Deliverance has something "missing" though, it's hard to figure out what that could be though, the album is by no means a failure, hell it totally craps on the cheap toilet paper they produced with Ghost Reveries (which I might add, I still haven't bought and will wait for it to sit in a bargain bin for $10 before I do).
Lopez' performance is 'amazing' because Andy Sneap did to the mix what he typically does: chop all the hits up and put em in time with beat detective. I'm not sure if you've noticed or not, but the drums tend to sound very sampled and fake. Andy didn't have a lot to work with after the disaster that was the Deliverance tracking session. The kick is 100% sampled and the snare is 50% sample.
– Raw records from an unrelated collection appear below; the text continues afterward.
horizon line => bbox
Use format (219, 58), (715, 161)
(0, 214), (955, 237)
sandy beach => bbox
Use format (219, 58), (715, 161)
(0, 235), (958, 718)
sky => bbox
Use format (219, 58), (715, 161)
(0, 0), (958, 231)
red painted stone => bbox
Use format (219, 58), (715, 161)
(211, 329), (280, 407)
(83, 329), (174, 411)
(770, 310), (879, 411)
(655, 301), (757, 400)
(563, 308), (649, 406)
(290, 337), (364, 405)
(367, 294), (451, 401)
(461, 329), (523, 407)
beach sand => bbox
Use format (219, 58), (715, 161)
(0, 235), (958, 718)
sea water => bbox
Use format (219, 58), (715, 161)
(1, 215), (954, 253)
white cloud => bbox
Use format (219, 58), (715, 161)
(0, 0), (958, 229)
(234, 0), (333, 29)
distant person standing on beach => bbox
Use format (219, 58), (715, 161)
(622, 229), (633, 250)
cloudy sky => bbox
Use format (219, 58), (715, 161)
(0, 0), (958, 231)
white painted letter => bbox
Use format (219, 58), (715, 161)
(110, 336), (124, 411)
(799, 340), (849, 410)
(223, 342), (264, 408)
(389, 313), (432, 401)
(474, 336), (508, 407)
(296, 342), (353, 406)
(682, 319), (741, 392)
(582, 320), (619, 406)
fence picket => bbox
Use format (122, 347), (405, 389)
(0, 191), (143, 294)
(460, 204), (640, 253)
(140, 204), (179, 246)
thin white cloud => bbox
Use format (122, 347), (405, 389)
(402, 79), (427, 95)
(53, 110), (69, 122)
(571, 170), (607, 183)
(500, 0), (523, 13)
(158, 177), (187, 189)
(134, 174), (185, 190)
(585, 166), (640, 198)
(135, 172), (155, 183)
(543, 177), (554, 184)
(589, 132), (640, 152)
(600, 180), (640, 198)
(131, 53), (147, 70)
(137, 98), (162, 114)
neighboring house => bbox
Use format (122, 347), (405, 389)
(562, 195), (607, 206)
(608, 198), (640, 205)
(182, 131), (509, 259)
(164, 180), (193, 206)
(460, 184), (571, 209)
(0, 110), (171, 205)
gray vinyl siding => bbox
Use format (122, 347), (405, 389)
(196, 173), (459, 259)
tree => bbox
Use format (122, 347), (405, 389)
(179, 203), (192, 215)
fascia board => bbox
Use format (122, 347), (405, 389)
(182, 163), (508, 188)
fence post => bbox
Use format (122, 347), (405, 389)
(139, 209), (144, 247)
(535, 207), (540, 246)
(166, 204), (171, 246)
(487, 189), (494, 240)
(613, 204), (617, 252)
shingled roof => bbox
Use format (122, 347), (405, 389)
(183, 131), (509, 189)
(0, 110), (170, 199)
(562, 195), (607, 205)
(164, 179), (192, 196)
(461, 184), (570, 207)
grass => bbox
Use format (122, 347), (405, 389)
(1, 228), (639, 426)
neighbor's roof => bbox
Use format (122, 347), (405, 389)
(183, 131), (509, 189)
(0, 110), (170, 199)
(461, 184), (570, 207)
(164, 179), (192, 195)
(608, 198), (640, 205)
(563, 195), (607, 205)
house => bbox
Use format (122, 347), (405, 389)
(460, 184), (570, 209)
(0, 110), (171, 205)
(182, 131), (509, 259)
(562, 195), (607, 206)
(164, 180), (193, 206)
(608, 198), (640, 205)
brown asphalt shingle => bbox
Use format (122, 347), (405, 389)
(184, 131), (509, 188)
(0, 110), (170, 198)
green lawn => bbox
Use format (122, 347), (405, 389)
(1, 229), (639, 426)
That leaves us with the cymbals and toms being the most natural part. Lopez' playing sounds amazing on this record because Andy made it amazingly tight - inhumanly tight. This isn't discounting of course that Lopez is a fantastic drummer, but you need to understand that he had a lot of technical 'help' during the mix phase to get the drums that tight.
Likening Ghost Reveries to toilet paper... get over it man. I can accept people expressing opinions, but that's downright even below ignorant.
The main reasons I didn't like Deliverance are as follows:
- The songs feel forced. A good number of the tracks feel like they could quite easily be cut down to about half the size. Wreath, Deliverance and Master's Apprentice are fine examples of this. It feels like Opeth were trying to push the 10 minute boundary just because of that being what they do.
- The songs feel like they're forcing the Opeth formula™. Heavy, light, heavy, light... it got almost predictable, because every boust of heavy riffing was of course complemented with some acoustic ditty/ambient part. It undermined that whole idea of being unpredictable.
- Sterile production sound. It may work for Nevermore, Arch Enemy, Kreator etc. but Opeth just aren't a band that the whole 'lets chop the kit up and make it sound like a drum machine' approach works for. This is one of the reasons that GR is so fantastic. It's so fucking raw, yet so produced as well.
- Boring individual riffs. I hate to say it but a lot of the stuff just sounds like filler material. Ghost Reveries tends to catch a bit of this, but the great thing is that it's concealed by fantastic vocal melodies, keyboards and various other harmonic layering approaches.
I know the management got kind of shitty with me the last time I talked about Deliverance, but I'm really just voicing a harmless opinion. Not all of you guys agree with me, and I certainly doubt I'll sway any of you towards my viewpoint with my words alone.
Having said all that, Ghost Reveries has come along and rectified pretty much all the issues I had with Deliverance and I'm EXTREMELY happy with another very fine release from Opeth, who are back to doing what they do best... pushing the boundaries, doing something new... being unpredictable etc. etc. more blowing sunshine in their rear, hehe.
Once again, Deliverance is certainly listenable, but I just feel it falls under par when put side-to-side with Opeth's other releases.